Anyone with any understanding of cooling system will recognize that barring outside assistance, a sleeper booth cooling system designed this way will be VERY slow to cool the last few degrees at it approaches the thermostat set point. Even worse, the thermostat set point in Freightliner Opti Idle systems are not a fixed point, they are a range. The setting of the right knob above is set for 70 degrees, but is supposed to hold the truck between 67 and 75 degrees. Simply put, you absolutely will NOT ever cool a system to 67 degrees with 70 degree air.
So, why does Opti Idle occasionally work, you might ask?
It is very simple. Outside influences from beyond the sleeper bunk. Outdoor temperatures lower than the setpoint, or, more commonly, the cooling system from the cab of the truck.
We cannot control the weather, so I won't bother going into detail, but in places where nighttime temperatures get down into the low 70s or below, the opti-idle might appear to be working, but in reality it is being allowed to work due to heat being drawn out of the truck into the night air.
Here, is where I discuss how to work around the broken Opti Idle system variants. In a nutshell, we will use the cab cooling system.
Here is what my cab cooling system looks like.
In this case, you can see the leftmost dial's amber light is on. This indicates the truck is recirculating cooling air, not drawing all air from outside. Typically this is best when it is hot outside. If it is cool outside, you might want to turn this off.
You can also see the middle knob has it's blue light on. This indicates the system is operating in max cool operation. If the light were green, that is eco-mode, which is less aggressive cooling. That is fine in some situations, but for Opti-idle cooling we want the most cooling in as little time as possible, so I am set to max cooling operation.
The right knob is set for dash vent cooling, because the dash vents push air towards the sleeper, where we need it.
So, I suggest when you set Opti-Idle, you need max vent speed, recirculating, on the left knob, max cool, lowest temperature on the middle, and 100% dash cooling on the right.
DO NOT TURN ON THE AMBER LIGHT ON THE RIGHTMOST CAB A/C LIGHT. That should not be possible in opti-idle mode, but if it allows you, it changes the way your whole cooling system works, and will make things worse by conceding some control to the sleeper controls.
NOW, on to how to make (Edit spelling) the system actually work, despite the apparent Freightliner engineering design failure.
Some companies tell you to close the front dash curtains to keep heat off the dash and out of the cab. This is sound advice. Do it, especially in hot daytime weather.
Some companies also tell you to close the blackout curtains. DO NOT DO THIS.
If you have a single-setting sleeper bunk control as discussed above, the only reason your opti-idle system APPEARS to work on some days is that the cooling from the CAB is bleeding through the blackout curtain!

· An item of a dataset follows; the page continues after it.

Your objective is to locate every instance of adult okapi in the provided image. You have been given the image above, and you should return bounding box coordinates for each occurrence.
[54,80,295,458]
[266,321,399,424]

What WE want to do is open the sleeper to the cab so the cab can cool the sleeper.
This works because the cab controls are NOT also thermostat controls. The sleeper controls are looking to maintain 67 to 75 degrees (based on my setting pictures above) but the cab controls are working as hard as they can to push as much cold air as possible.
If the cab and sleeper are divided with the sleeper bunk curtain, some of the cooling from the cab can bleed through to the sleeper, but that will only work to maintain comfortable temperatures in very mild heat.
If the cab and sleeper are open to each other, and the dash curtains are closed, it will be a little brighter in the sleeper in the day, maybe a little louder, but the opti-idle system will actually WORK because the cab air system is providing the cold air required to cool the truck.
There might be ways to fix this in the electronic controls, but I do not have access to the truck software. The simplest, most obvious fix to try would be to set the sleeper bunk output air temperature to always be max cold when in cooling mode, which MIGHT work (would need to test.) Not sure if that is an option.